Il est aberrant que certains partis, qu’ils soient de droite ou de gauche, puissent donner dans ce piège et en arrivent à désirer plus ou moins ouvertement le choc sino-américain. Au lieu de souhaiter l’impossible victoire militaire des Américains au Vietnam ou au contraire de les condamner comme des criminels, cherchons plutôt à comprendre comment s’est monté et comment s’est engrené ce terrible processus de la violence.
Ne souhaitons pas la défaite des États-Unis, mais au contraire saluons tout geste de paix de leur part comme une victoire de la raison dont ils n’ont pas à rougir. C’était bien le sens du discours de Pnom-Penh : le chemin de la paix ne pouvait être ouvert que par des gestes américains de bonne volonté.

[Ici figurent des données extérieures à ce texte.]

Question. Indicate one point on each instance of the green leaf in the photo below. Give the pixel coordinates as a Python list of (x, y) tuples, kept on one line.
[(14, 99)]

L’événement a donné raison au général de Gaulle.
L’auteur fustige ceux qui, se disant de gauche, condamnent sans appel les États-Unis, mais dont le courage ne va pas au-delà de discours sans aucun risque et qui, enfermés dans leurs stéréotypes et dans le système de pensée d’un parti, se gardent bien de dénoncer les violences adverses de l’URSS.
Redoutons que de telles aberrations de jugement n’en viennent, sous le prétexte de voler verbalement au secours des opprimés, à contribuer à la ruine d’une démocratie indispensable à l’équilibre actuel du monde et à la liberté dont nous jouissons.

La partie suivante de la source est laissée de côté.